Chantel’s story starts with a celebration. Wearing a new white dress her father had given her for her Confirmation and First Communion, she whirls on the hillside with her father watching her dance. The dress and her world spin around her and joy in the moment and beauty of the day take her breath away. To make her day completely special, John, a Hutu neighbor, was hosting a party in her honor. It was unthinkable that John--a man her father drank beers with--would one day brutally kill the man he stood with that day while they both enjoyed a little girl’s joy spilling over into dance.This story is so sad—I struggle to understand how neighbors can enjoy meals together and then kill each other. It is also amazing to me how thorough the brainwashing was that somehow made it OK. John felt great guilt at killing Chantel’s father, and hid so he’d never be forced to kill someone else.
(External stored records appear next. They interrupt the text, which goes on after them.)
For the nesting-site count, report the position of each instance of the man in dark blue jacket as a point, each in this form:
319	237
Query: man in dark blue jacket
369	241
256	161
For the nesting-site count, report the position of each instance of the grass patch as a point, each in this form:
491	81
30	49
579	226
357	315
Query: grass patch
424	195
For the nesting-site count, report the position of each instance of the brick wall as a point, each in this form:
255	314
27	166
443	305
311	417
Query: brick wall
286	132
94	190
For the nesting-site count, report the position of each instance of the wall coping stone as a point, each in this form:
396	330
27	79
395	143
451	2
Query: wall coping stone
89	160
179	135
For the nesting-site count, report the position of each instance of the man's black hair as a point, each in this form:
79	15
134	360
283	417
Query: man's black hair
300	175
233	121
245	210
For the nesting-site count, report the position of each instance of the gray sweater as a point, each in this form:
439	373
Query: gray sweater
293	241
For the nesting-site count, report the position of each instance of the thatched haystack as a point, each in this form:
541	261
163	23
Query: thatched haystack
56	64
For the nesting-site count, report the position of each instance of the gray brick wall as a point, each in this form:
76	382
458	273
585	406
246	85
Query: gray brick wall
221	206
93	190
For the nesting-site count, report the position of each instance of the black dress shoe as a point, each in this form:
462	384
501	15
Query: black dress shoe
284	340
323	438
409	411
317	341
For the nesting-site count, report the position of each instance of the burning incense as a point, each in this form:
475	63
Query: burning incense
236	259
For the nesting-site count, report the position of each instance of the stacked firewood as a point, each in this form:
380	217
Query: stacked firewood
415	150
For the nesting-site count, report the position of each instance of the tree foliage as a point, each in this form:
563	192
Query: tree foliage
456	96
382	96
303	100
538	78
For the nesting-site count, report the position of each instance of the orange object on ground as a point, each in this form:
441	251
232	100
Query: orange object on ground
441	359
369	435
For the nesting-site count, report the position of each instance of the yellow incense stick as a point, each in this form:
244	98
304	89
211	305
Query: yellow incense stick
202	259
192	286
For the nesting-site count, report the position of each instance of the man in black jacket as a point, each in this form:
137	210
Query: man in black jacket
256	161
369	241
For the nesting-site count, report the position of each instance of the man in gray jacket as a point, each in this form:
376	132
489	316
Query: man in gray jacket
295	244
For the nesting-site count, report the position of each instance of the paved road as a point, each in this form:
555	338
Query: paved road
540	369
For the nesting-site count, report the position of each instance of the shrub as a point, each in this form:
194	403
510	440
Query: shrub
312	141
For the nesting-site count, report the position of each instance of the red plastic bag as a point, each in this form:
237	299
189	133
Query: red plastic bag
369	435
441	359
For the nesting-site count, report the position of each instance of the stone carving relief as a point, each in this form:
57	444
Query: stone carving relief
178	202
But it wasn’t till the preachers began to come to the prison that John understood the depth of the evil he had done(page111). Crying out to God for forgiveness, he wondered if Chantell would ever be able to forgive him.
These pages tell the story of transformation—change that took these very real people into a hell we can’t imagine, and then brought them out again. They also tell the story of Pascal—a man God called to the mission of forgiveness and reconciliation. It is amazing what God was able to do through this faithful and obedient man. We’ve seen people like him in the preceding pages and more will come later in the book.
But, what I want to stress right now is that God used a very humble man to do incredible things for Him; however, the path was extremely hard. Who in their right mind would have accepted this assignment, moved their family to such a troubled nation, and walked into prisons and talked to people who had skinned their neighbors, raped their friends, brutally murdered children. Pascal. Amazing.
Can you identify in some way with Pascal?
Is God asking you to do something hard right now? Or, has He in the past?
Do you see how He is using you in a very ugly setting?
Let’s tell those stories this week as we post. Not to brag, or to be proud—but to rejoice that God invites us to partner with Him in His redemption/transforming work in this world.